The species composition of volatile fish differs markedly in coastal and offshore areas. There are species that are found only in close proximity to the coast, others may go out into the open ocean, but return to the coastal zone for reproduction, and still others constantly inhabit the ocean expanses. The main reason for this separation is the different requirements for spawning conditions. Species that breed near shores lay their eggs, equipped with sticky filamentous appendages, on the algae attached to the bottom or floating near the surface. Off the coast of Kyushu, for example, spawning Japanese flying fish occurs in early summer. At this time, large shoals of volatile fish approach the shore in evenings in places where there are algae thickets, and gather at night near the bottom at a depth of about 10 m. milt. In this case, the water is painted in a greenish-milky color for several tens of meters.

Ocean volatile fish usually use as a spawning substrate the small amount of floating material that is always present in the sea: various “fin” of coastal origin (drifting algae, branches and fruits of land plants, coconuts), feathers of birds and even siphonophore-sailboats (Velella ) living on the surface of the water. Only Diptera (Exocoetus genus) have floating eggs that have lost trailed filamentous outgrowths.

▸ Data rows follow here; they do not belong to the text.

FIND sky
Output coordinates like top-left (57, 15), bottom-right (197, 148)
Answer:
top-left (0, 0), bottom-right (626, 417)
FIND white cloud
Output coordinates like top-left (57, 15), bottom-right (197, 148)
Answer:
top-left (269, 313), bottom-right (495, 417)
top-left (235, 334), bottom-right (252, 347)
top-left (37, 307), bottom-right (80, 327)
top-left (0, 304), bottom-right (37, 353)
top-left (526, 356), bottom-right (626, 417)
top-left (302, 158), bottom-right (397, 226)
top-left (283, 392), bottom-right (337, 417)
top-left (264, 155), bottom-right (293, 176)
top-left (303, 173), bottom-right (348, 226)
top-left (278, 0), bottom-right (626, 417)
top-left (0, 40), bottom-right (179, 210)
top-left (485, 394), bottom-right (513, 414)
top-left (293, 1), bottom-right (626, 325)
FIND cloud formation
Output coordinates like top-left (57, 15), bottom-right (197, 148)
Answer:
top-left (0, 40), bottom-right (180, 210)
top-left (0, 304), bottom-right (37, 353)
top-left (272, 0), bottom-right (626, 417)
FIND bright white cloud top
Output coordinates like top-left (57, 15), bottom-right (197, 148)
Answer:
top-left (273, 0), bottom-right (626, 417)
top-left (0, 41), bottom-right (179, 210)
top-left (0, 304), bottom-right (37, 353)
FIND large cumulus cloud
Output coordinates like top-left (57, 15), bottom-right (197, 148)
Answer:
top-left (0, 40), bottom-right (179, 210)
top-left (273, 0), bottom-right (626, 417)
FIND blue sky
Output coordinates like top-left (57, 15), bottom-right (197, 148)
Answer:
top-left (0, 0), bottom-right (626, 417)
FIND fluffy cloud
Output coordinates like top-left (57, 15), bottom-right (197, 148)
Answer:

Flying fish have tasty meat and in some areas of the tropical and subtropical strip are actively used by the fishery. For local consumption, these fish are harvested in almost all tropical countries, and in some places there is also special fishing, which is very often produced by artisanal methods.

On the islands of Polynesia, flying fish are harvested with hook tackles, enriched pieces of shrimp, as well as nets and nets, attracting fish to boats with lit torches or lanterns at night. In the latter method, flying fish themselves fly into the net of anglers. In the Philippine Islands, different net traps, gill nets and purse seines are used for fishing for flying fish, and fishing is usually carried out with a "pen", when several special boats, scaring the fish, drive it to the nets. Quite a significant business exists in India. There it is produced mainly during the spawning of flying fish using artificial floating spawning grounds (in the form of bundles of branches towed behind a boat), to which fish spawning fish are collected, then fished with nets.

Flying fish are also harvested in China, Vietnam, Indonesia (where, apart from fishing the fish themselves, the collection of their eggs deposited on the coastal vegetation is also practiced), on the islands of the Caribbean and in other areas. The most significant fisheries using modern fishing methods (drift nets, purse nets, etc.) exist in Japan. The catch of flying fish in this country is more than half of their global catch.